7人組ボーイズグループ・TAGRIGHTの前田 大輔さんは、何もない「ゼロ」の状態から、自らの足でメンバーを集め、デビューの夢を掴んだ。 数々のオーディション落選という挫折を乗り越えてきた前田さんに「自分を信じて行動し続けるコツ」を聞いた。それは、試験合格やスキルアップを目指す私たちにとっても、大きなヒントになるはずだ。
「timelesz project」を経て、異例の“自作グループ”でデビューを果たした前田 大輔さん。数々の壁をどう乗り越え、チャンスに変えてきたのか。停滞期を打破し、目標を確実に引き寄せるための実践的なマインドセットをお届けする。
「50人以上に声をかけた」まるでスタートアップのような結成秘話
爽やかなファッションがよく似合う。にこやかな表情で取材に応じてくれた前田さん。
前田さんは、timeleszの新メンバー募集オーディション「タイプロ」こと「timelesz project」で約19,000人の応募者から12人まで残った実力者。その後、同じく5次審査まで残った西山 智樹さんから声をかけられ、グループ結成に向けて始動。25年6月にホリプロ所属が発表されると、Xでトレンド入りするなど大きな反響を呼んだ。
しかし、グループの構成すら決まっていない状態からのスタート。やはり、メンバー集めが何より大変だったという。
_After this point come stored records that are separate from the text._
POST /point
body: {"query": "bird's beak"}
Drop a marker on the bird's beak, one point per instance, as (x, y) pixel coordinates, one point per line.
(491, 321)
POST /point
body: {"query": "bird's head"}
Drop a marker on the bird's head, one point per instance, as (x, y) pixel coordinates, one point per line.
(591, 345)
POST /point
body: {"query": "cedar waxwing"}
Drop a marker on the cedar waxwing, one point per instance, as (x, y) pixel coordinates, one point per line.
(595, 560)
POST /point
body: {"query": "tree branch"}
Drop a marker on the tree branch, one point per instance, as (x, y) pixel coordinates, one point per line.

「事務所と話し合って決めたプレデビューの時期は2026年1月。期間はわずか半年でした。なので、時間が本当に少なかったんです。SNSで『一緒にやりたい』と思う人にDMを送ったり、これまでのレッスンで出会った人のツテを辿ったり。
でも、既にどこかしらの事務所に所属している方が大半で、グループの形もまだ見えない状態だったので、断られることも多かった。逆の立場なら僕だって悩みますから、無理もないですよね」(前田さん。以下同)。
約半年間で、50人以上にコンタクトを取った。断られるたびに落ち込んでもおかしくないが、行動し続けた先で、メンバーとなる5人に出会うことになる。
「当初、TAGRIGHTは僕と西山を含めて、5人を想定していたんです。でも、最終候補として残ってくれた5人が全員素晴らしくて。結局、TAGRIGHTは7人のグループになりました」。
当初の「5人」という計画に固執せず、目の前の縁を信じて柔軟に軌道修正したことが、結果として最良の未来をたぐり寄せた。
この柔軟さは、私たちの「学び」にも通じるのではないだろうか。目標に向かって学びを進めるなかで、結果が振るわないこともあるだろう。そんなとき、 「上手くいかない……」と悩んで止まってしまうのではなく、前田さんのように「方法を変えて動いてみる」のも手。
勉強のアプローチを変える、講座を活用する、ときにはSNSで勉強仲間を探す……。そんな試行錯誤の1つひとつが思わぬ突破口に繋がることもあるはずだ。
過去のすべてを「正解」にする。1通のDMから始まった“点と点”の繋ぎ方
「高校時代は『BIGBANG』や『BTS』に憧れていました」。
前田さんの行動力は、高校時代から一貫している。
野球少年でダンスも未経験だったが、K-POPアーティストのMVを見て衝撃を受けた。「自分もあんな風にかっこよく踊りたい」、その一心でアーティストを志し、部活の引退後、地元・富山でダンスの先生を探すため、X(旧Twitter)でDMをひたすら送ったという。その行動が、韓国での練習生生活、そして今のグループ活動へと繋がっていく。
グループではラップ担当で、低音ラップが強み。練習生時代に褒められて以来、練習して磨き上げてきた。
「1つのDMから始まった繋がりが、次の縁を生みました。これまで辿ってきた過程をちゃんと正解にできているのかなと、今だから思えます」。
メンバー集めも、楽曲やMV制作も、前田さんと西山さんがこれまで出会ってきた人たちの力を借りて形になっていっている。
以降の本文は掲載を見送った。